American electrical engineer (1865–1951)

Dugald Caleb Jackson (February 13, 1865 – July 1, 1951) was an American electrical engineer. He received the IEEE Edison Medal for "outstanding and inspiring leadership in engineering education and in the field of generation and distribution of electric power".

== Early life ==
Dugald was born into a quaker family in Kennett Square, Pennsylvania. His parents were Josiah and Mary Price Jackson. His younger brother, John Price Jackson, co-wrote some books with him and also had a career as an electrical engineer, academic, civil servant and soldier. He attended The Hill School in Pottstown before studying civil engineering at Pennsylvania State College from which he graduated in 1885.

== Early career ==
After two years teaching electrical engineering at Cornell University he moved to the University of Wisconsin in 1891 as the first professor of Electrical Engineering, heading the Department of Electrical Engineering. He specialized in alternating currents and associated machinery alongside technical issues involved in running central stations as independent power stations were known at the time.

== At MIT ==
Jackson headed the Department of Electrical Engineering of the Massachusetts Institute of Technology (MIT) from 1907 to 1935. He was proponent of student and faculty involvement with industry. Jackson established research as a part of engineering education at MIT and coordinated it with practical experience in industrial settings (for example, with the General Electric Company), and his model spread widely.

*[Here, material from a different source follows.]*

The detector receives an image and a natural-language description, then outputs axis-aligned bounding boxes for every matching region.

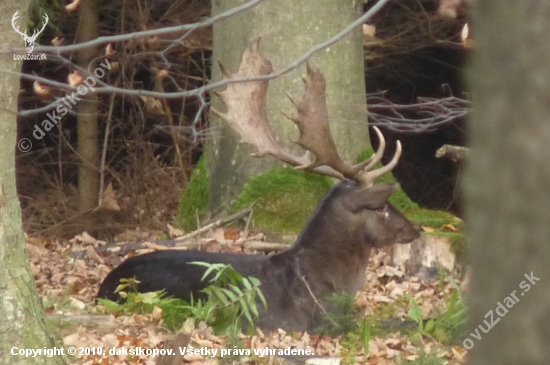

On April 3, 1911, Jackson participated in a conference at the Hotel Thorndike, in Boston encouraging closer co-operation between electric vehicle manufacturers and central station managers in the Boston area. The conference was organized by the Boston Edison Company and Jackson promised the support of the Department of Electrical Engineering of the Massachusetts Institute of Technology (MIT) in providing scientific research to support the development of the electric vehicle industry.

During his time at MIT, Jackson was elected to the American Academy of Arts and Sciences in 1911 and the American Philosophical Society in 1931.

== Works ==
- 1893 Text Book on Electromagnetism and the Construction of Dynamos
- 1895 Electricity and Magnetism
- 1896 Alternating Currents and Alternating Current Machinery (with John Price Jackson) New York: Macmillan Co.
- 1902 An Elementary Book on Electricity and Magnetism (with John Price Jackson) New York: Macmillan Co.